Dans cet avis, le terme virtuel est rarement utilisé. En français [14], il décrit ce qui est en puissance, potentiel, possible (cf. dictionnaires Larousse, Robert, etc.) alors qu’il est souvent utilisé, en anglais, pour évoquer, parfois en les confondant, soit le monde numérique, soit le monde imaginaire (cf. Section 2.2.2 Terminologie), à l’image de l’expression même de réalité virtuelle qui associe de façon surprenante réalité et imaginaire15. La suite de l’avis met en évidence les conséquences bien réelles et observables d’une expérience immersive que ce soit en termes de coût environnemental ou d’effets sur les utilisateurs, ce qui illustre les risques d’incompréhensions associées à l’utilisation du terme virtuel.

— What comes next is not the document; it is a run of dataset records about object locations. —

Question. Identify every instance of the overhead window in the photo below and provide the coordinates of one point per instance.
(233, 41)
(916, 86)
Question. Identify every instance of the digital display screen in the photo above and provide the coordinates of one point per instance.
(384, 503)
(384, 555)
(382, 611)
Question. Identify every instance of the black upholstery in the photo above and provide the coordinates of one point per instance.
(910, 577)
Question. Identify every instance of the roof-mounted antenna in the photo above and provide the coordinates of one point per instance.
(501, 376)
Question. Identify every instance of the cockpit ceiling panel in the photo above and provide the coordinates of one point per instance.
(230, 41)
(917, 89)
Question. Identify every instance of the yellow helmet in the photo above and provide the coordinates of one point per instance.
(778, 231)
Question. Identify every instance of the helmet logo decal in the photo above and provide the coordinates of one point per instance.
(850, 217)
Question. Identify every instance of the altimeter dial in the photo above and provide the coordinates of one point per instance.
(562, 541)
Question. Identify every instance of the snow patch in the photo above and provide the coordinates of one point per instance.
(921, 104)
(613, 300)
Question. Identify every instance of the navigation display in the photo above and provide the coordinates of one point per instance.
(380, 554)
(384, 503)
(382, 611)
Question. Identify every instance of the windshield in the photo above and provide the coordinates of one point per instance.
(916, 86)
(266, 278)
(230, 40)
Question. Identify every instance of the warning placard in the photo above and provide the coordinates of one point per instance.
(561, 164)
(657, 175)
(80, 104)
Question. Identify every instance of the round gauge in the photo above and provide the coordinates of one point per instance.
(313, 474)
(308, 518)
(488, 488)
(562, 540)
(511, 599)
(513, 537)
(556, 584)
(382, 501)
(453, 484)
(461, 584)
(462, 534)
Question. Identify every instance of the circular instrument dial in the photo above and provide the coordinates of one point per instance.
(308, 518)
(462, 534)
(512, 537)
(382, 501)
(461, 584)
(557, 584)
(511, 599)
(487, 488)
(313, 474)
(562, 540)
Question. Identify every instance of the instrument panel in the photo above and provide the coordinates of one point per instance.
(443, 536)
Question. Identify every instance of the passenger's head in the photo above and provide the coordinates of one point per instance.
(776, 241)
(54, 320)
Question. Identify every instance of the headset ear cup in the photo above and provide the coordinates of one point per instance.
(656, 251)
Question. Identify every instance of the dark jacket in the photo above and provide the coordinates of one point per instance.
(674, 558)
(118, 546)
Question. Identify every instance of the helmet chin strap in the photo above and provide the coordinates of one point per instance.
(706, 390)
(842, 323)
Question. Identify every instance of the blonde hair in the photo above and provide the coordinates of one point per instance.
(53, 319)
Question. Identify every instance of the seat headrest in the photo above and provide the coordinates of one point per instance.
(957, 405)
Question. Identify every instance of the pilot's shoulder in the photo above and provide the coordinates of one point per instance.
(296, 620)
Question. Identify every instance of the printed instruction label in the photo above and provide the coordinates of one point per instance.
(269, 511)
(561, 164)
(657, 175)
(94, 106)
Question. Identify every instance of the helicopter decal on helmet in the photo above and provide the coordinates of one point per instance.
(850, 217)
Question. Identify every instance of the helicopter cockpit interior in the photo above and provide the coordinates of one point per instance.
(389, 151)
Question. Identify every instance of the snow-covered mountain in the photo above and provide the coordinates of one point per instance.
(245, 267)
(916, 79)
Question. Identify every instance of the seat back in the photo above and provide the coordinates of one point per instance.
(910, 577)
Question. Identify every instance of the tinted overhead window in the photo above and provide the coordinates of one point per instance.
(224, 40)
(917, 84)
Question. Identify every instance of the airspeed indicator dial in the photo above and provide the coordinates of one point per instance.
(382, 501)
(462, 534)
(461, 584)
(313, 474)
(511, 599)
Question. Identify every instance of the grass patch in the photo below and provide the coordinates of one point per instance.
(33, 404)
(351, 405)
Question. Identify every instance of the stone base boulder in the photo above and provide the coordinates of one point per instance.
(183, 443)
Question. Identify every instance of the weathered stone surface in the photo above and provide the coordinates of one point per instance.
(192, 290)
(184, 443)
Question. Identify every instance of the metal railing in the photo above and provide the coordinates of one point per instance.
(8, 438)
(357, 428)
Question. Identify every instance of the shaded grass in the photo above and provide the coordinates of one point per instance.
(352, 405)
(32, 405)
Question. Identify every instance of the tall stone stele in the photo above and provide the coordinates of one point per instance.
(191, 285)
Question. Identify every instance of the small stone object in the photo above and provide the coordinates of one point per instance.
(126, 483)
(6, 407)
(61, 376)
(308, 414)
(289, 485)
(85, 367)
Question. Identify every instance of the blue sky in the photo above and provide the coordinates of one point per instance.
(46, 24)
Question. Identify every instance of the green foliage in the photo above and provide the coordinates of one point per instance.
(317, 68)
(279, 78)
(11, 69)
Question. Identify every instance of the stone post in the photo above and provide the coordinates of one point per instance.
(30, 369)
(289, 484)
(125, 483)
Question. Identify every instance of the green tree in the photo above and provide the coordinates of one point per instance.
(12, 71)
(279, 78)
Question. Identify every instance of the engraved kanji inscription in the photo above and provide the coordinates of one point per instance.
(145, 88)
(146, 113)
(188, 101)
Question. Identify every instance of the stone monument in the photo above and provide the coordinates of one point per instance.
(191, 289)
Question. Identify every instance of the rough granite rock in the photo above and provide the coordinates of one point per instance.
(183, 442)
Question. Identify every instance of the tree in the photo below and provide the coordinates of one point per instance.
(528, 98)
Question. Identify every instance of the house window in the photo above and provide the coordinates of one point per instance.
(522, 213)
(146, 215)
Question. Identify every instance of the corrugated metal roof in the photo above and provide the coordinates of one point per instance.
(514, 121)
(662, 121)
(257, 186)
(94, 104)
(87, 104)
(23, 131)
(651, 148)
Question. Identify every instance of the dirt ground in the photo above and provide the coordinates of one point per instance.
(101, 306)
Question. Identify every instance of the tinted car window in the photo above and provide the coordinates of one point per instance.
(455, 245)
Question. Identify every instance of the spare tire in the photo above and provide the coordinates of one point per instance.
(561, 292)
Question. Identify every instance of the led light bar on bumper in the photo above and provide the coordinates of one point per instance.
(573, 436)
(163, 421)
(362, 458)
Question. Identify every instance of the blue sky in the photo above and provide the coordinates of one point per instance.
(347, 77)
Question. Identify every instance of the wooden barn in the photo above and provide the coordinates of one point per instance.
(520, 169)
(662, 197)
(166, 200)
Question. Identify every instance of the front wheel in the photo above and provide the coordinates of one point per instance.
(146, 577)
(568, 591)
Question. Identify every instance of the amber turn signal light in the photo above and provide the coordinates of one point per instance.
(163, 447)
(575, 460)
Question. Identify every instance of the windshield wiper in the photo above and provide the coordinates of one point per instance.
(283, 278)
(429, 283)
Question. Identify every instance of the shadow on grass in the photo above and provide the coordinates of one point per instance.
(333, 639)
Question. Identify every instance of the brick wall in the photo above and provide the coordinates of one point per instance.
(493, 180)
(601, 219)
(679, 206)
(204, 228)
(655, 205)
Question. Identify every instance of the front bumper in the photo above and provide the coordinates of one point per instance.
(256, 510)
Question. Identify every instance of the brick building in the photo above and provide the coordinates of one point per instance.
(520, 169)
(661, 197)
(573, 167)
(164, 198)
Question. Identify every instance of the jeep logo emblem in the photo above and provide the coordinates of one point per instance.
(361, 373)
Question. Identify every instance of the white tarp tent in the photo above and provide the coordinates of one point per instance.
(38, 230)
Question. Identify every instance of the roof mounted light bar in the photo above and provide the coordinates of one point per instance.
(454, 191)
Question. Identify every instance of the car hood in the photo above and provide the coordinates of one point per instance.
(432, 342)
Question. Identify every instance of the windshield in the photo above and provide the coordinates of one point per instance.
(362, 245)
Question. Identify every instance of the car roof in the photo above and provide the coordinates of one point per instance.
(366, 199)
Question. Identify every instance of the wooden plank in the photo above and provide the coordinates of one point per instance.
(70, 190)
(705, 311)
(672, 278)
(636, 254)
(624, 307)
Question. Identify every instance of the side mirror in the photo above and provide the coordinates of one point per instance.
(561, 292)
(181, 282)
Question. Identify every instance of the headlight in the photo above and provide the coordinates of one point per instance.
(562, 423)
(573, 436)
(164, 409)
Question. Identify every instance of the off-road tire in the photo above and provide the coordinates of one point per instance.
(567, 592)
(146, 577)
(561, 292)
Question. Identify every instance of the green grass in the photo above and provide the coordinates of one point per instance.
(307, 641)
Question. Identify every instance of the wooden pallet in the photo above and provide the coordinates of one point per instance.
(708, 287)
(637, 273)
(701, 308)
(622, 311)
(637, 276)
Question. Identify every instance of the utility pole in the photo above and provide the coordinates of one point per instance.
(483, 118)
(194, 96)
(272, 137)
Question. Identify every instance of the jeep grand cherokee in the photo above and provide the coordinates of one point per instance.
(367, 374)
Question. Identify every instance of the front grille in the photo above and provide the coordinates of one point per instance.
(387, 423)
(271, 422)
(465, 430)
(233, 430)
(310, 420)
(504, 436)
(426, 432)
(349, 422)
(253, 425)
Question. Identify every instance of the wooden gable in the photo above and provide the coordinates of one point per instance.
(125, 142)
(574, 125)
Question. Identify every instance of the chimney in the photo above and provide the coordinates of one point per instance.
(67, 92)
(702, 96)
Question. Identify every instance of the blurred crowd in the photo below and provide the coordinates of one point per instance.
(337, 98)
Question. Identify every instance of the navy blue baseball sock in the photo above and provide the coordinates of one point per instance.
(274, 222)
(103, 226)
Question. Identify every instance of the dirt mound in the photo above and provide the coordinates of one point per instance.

Par ailleurs, metaverse est un terme anglais résultant de la contraction de meta et universe. En français, il se traduit par le terme métavers, qui sera le plus souvent utilisé au pluriel dans le présent avis. En effet, les conditions techniques qui permettraient de considérer cet espace comme unique ne sont pas réunies aujourd’hui : la plupart des systèmes ne seront pas interopérables à court ou moyen terme, ce qui ne permettra pas le partage d’expériences et de données entre des systèmes concurrents utilisant des standards propriétaires (cf. Section 2.1.5 Le devenir des métavers). On peut faire l’analogie avec l’émergence du web qui n’a été rendue possible que grâce à l’adoption de standards partagés par tous les acteurs plusieurs années après l’apparition d’Internet.

*********

Synthèse

Les univers numériques immersifs, couramment appelés métavers, se développent grâce à des avancées scientifiques et technologiques et sous l’impulsion de nombreux acteurs du numérique.

Contrairement à ce que l’adjectif « virtuel », qui leur est souvent accolé, pourrait laisser supposer, vivre une telle expérience immersive peut produire des effets importants sur les utilisateurs, l’environnement ou la société. Malgré un manque de recul pour en connaître tous les aspects, notamment à moyen et à long terme, le CNPEN en étudie dans cet avis les enjeux d’éthique et formule des recommandations dans le but d’éclairer la réflexion collective.

Les métavers sont construits sur des technologies préexistantes, comme la réalité virtuelle, les jeux vidéo et les réseaux sociaux.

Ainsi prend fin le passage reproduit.